Monday, March 11, 2013

Good Night, Mister Holmes

What I try to do with reviews at this Bookshelf blog is keep it simple and spoiler-free, and let you know whether I'd recommend you pick up a copy of what I just read. Seems to work okay. This time, a brief review of Good Night, Mister Holmes (Tor, 1990).


I decided to sample a few other alternate Holmes novels while I am between series rereads, and Carole Nelson Douglas's run of eight books, published between 1990 and 2004, that feature Irene Adler as the protagonist, sounded promising. The first one is astonishingly busy, but it ends quite satisfactorily and has me looking forward to the others in the line.

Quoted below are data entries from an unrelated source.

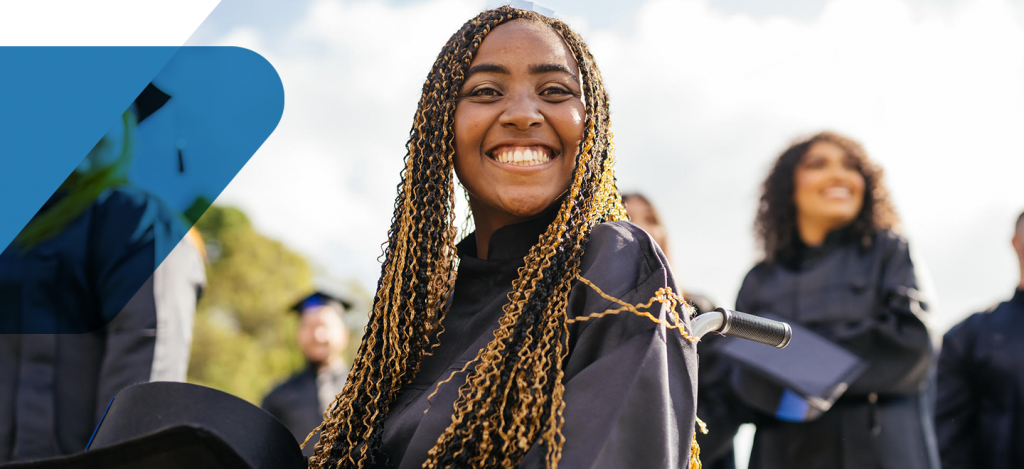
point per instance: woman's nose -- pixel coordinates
(521, 112)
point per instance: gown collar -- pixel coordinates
(805, 256)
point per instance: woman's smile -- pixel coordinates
(520, 157)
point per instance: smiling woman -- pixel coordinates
(501, 350)
(835, 265)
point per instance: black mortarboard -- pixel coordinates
(150, 100)
(317, 298)
(181, 426)
(797, 383)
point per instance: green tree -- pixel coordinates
(244, 340)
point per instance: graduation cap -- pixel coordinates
(181, 426)
(318, 298)
(147, 102)
(150, 100)
(795, 384)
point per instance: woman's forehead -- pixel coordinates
(525, 43)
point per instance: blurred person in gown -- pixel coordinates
(980, 411)
(834, 264)
(643, 214)
(300, 401)
(83, 313)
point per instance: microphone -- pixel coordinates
(743, 326)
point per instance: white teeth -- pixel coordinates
(522, 157)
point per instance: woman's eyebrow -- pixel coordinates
(548, 68)
(487, 68)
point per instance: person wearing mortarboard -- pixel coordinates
(300, 401)
(979, 415)
(84, 313)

The book covers the first several years of Penelope "Nell" Huxleigh's association with Adler, a rising star of the opera and a trusted, discreet agent who the rich, the powerful, and the literary-minded can call upon for delicate investigations. Adler and Huxleigh are shown to join forces at the same time that Holmes and Watson meet in A Study in Scarlet, and their adventures progress over a period of a few years, climaxing with the famous events from the classic Scandal in Bohemia, here shown from Adler's perspective.

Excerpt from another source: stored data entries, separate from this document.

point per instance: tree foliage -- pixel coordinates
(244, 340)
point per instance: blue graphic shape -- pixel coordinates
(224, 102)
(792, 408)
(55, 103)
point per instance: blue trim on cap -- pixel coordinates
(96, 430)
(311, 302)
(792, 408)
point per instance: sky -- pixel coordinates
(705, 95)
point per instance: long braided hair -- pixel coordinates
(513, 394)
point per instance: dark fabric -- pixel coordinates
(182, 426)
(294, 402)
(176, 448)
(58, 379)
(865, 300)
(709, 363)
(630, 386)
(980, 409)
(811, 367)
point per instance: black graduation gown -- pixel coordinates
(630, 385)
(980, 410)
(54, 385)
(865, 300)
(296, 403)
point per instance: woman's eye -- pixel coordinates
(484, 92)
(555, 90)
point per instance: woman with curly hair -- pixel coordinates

The slow, deliberate pace of the book, along with the way it covers several years, took a little getting used to, but I enjoyed the whole, sprawling epic. It takes in cameos by the likes of Oscar Wilde, office politics in a barrister's chambers, cross-dressing, and a thrilling escape by train across Europe, setting the stage for one of the most well-remembered encounters of Sherlock Holmes' career. It left me looking forward to what Douglas had planned for her characters next. Recommended.